Alessandro Oliveira, tem 39 anos e começou sua carreira trabalhando na Binghampton University (NY) como estagiário no Basketball masculino. Transferiu-se para a Georgia State University como GA (Graduate Assistant) onde fez o seu primeiro mestrado onde também trabalhou com a equipe de futebol masculino. Ao mesmo tempo, foi estagiário na equipe da NBA do Atlanta Hawks. 

Após a graduação no mestrado, ele foi efetivado como full time na equipe do Atlanta Hawks e, posteriormente, trabalhou no Brooklyn Nets (NBA), Carolina Panthers (NFL), P3 Sports Science além de consultor na equipe do Charlotte FC (MLS). Junto disso, começou sua própria empresa, a AO7 Performance. Atualmente, Alessandro trabalha apenas com a AO7 Performance, onde atende clientes da NBA, NFL, futebol internacional e, no mundo do entretenimento, está em turnê com a banda Red Hot Chili Peppers.

Com toda essa bagagem de experiência e ainda tão próximo do Red Hot Chili Peppers, nós da redação da IstoÉ Bem-estar estamos imensamente gratas por termos tido a oportunidade de entrevistá-lo, trazendo para vocês mais sobre a saúde e bem-estar no mundo do entretenimento. Confira a seguir a entrevista completa!

preparacao fisica do red hot chilli peppers ale O segredo da preparação física da renomada banda Red Hot Chili Peppers

Como começou a trabalhar com o Red Hot Chili Peppers (RHCP)?

“Tudo começou meio inesperadamente. Recebi uma ligação no final de dezembro de 2022 com a oferta de trabalho. A princípio eu não queria fazer o projeto, mas como era para ser somente um período curto (inicialmente seriam somente 30 dias) eu aceitei o convite. Porém no meio da viagem, entre Nova Zelândia e Austrália, recebi um convite para terminar a turnê de 2023 com o RHCP, e como já estava entrosado e o projeto estava tendo resultados positivos, eu decidi completar o ano. Com o decorrer do tempo criamos uma relação bem legal não somente com os integrantes da banda como também com o staff, então pretendo continuar com eles nos próximos anos”.

 

Como era a banda antes de iniciar essa jornada de preparação com você?
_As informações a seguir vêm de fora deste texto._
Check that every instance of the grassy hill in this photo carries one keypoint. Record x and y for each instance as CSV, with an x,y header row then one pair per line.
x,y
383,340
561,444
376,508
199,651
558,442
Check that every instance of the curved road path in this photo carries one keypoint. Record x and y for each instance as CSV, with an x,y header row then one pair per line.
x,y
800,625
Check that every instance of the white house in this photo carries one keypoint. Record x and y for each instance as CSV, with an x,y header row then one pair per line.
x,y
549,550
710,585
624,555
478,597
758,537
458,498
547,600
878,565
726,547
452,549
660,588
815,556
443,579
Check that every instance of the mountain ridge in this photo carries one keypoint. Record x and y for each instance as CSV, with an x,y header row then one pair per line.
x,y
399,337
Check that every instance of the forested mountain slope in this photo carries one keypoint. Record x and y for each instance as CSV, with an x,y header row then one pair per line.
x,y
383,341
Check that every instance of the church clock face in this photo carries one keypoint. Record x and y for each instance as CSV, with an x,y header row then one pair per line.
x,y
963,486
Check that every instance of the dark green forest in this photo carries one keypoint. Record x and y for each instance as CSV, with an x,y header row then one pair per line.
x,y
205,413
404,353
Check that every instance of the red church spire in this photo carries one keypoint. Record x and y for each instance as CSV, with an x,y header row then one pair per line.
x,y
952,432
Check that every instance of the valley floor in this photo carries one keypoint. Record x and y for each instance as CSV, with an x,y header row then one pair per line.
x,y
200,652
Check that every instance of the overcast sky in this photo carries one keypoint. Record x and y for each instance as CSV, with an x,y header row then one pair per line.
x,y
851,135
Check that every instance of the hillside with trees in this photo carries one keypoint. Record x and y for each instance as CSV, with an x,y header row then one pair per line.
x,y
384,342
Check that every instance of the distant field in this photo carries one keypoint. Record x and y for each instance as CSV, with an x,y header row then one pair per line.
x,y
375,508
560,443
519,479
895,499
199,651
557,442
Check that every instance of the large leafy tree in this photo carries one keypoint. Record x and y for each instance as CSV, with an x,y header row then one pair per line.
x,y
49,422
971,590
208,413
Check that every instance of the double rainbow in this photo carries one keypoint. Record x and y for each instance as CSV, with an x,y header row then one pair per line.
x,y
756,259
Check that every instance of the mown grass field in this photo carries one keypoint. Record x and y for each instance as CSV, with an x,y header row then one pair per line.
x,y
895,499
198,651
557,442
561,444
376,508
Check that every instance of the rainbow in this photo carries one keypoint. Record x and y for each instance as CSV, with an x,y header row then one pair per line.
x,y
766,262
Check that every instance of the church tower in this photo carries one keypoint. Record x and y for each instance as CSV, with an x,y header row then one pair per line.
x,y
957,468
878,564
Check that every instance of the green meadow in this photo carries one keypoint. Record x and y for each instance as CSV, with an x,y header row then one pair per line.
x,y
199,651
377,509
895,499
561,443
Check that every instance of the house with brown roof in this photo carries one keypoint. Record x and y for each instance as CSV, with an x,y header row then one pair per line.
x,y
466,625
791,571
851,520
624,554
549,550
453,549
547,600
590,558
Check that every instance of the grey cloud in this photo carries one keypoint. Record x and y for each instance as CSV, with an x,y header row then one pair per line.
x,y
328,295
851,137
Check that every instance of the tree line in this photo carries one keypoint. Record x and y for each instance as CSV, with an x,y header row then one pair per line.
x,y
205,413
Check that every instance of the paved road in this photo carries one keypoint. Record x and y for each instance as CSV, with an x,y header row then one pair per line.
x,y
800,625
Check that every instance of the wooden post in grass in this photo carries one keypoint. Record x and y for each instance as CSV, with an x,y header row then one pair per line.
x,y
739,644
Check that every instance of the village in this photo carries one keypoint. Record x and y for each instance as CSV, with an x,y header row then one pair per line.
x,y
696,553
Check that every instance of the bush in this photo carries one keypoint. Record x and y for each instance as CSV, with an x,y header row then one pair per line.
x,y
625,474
“Na verdade eu não sei muito como eles faziam, quais eram os projetos e tudo mais. Eu sei que eles tinham um profissional que resolveu partir para outro trabalho, abrindo a posição com o RHCP. Eu não gosto muito de comparações e também de “imitar” ou “mimicar” filosofias ou trabalhos, eu acho que isso pode atrapalhar e muito a implantação da sua própria filosofia e também do que você é capacitado ou não a fazer. Então eu não procurei muito descobrir o que estava sendo feito antes da minha chegada, só procurei fazer o meu melhor para criar uma resposta positiva. No começo até tivemos uma situação interessante, onde um integrante da banda queria que fizéssemos a “bota de proteção do tornozelo” igual ao profissional anterior. Depois de algumas tentativas frustrante, eu comentei com o integrante que ao invés de imitar o que tinha sido feito, eu gostaria de tentar fazer do meu jeito pois seria esse o jeito que eu conseguiria replicar todos os dias (já que foi criação minha), e caso ele não estivesse satisfeito com o resultado eu o ajudaria a achar outro profissional. E foi assim que conseguimos criar um feedback positivo e achar a maneira que iria gerar uma resposta positiva”.

 

Como foi o projeto de criação dos treinos?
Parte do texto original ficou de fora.